Sensibiliser, évaluer et essaimer

Le projet est soutenu par la Fondation de France, la Fondation Carasso et l’ADEME. La première phase d’expérimentation se déroule à la cantine d’Ecuelles et la mise en place du projet est progressive : au printemps 2018, il s’agira d’introduire le radis, la laitue et les laitages, puis à la rentrée de septembre, une dizaine de produits. « Introduire le radis, par exemple, cela signifie aussi sensibiliser les élèves, raconte Hélène Béchet. Dans le cadre du projet pédagogique « Du champ à l’assiette », ils font des visites, ils plantent eux-mêmes et cultivent dans un jardin pédagogique, ils découvrent ce que c’est que de faire pousser un radis et finalement ce que cela signifie de manger un radis local. Nous ne sommes pas en contexte urbain et pourtant ici les enfants ne connaissent pas les métiers agricoles, ils ont peu de rapports avec la terre. Les sensibiliser, c’est aussi sensibiliser les parents. »
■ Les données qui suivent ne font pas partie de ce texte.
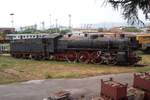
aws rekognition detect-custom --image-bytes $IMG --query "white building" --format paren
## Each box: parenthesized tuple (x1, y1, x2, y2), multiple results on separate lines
(6, 33, 50, 40)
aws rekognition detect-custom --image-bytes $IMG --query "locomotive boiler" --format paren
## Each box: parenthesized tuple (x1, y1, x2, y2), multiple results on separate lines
(10, 34, 141, 65)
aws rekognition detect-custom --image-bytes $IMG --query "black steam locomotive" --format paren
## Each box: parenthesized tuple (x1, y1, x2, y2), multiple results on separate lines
(10, 34, 141, 65)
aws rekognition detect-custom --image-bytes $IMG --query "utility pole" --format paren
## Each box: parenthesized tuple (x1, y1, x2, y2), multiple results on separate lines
(10, 13, 14, 28)
(49, 14, 52, 33)
(55, 19, 58, 33)
(68, 14, 72, 31)
(42, 21, 45, 30)
(34, 24, 37, 30)
(49, 14, 52, 29)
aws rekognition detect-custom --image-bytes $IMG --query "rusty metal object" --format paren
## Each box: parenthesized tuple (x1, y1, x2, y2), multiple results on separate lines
(47, 90, 71, 100)
(91, 96, 108, 100)
(144, 91, 150, 100)
(100, 78, 128, 100)
(127, 87, 145, 100)
(133, 73, 150, 92)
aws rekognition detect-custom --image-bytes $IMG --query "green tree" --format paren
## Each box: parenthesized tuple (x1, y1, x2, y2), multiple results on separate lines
(98, 28, 104, 32)
(123, 27, 142, 32)
(17, 28, 39, 34)
(0, 32, 5, 38)
(0, 32, 3, 36)
(47, 28, 60, 33)
(107, 0, 150, 25)
(60, 29, 71, 34)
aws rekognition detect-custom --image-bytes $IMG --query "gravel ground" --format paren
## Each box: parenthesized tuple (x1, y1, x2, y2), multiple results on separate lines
(0, 73, 134, 100)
L’évaluation de l’expérimentation commence dès le printemps 2018 également : il s’agit à la fois de mesurer les effets à Ecuelles, de comprendre les freins et les leviers avant de porter le programme ailleurs et d’évaluer l’empreinte écologique avec une comparaison entre l’approvisionnement en production conventionnelle et commande centralisée et l’approvisionnement en AMAP. L’évaluation est menée par un bureau d’étude et ses résultats doivent permettre en 2019 d’essaimer au niveau régional mais aussi national (le Réseau AMAP Ile-de-France fait partie du Mouvement Inter-régional des AMAP, Miramap). Les citoyens, à commencer par les amapiens, pourront alors se saisir d’un outil formalisé pour faire éclore, chez eux aussi, des cantines en AMAP. Pour la commune de Moret-Loing-et-Orvanne, l’idée est aussi d’accompagner la réflexion autour de la création d’une centrale avec un système d’approvisionnement bio et local, qui couvrirait les besoins de toutes les cantines scolaires de la commune mais aussi de l’établissement d’hébergement pour personnes âgées dépendantes (EHPAD).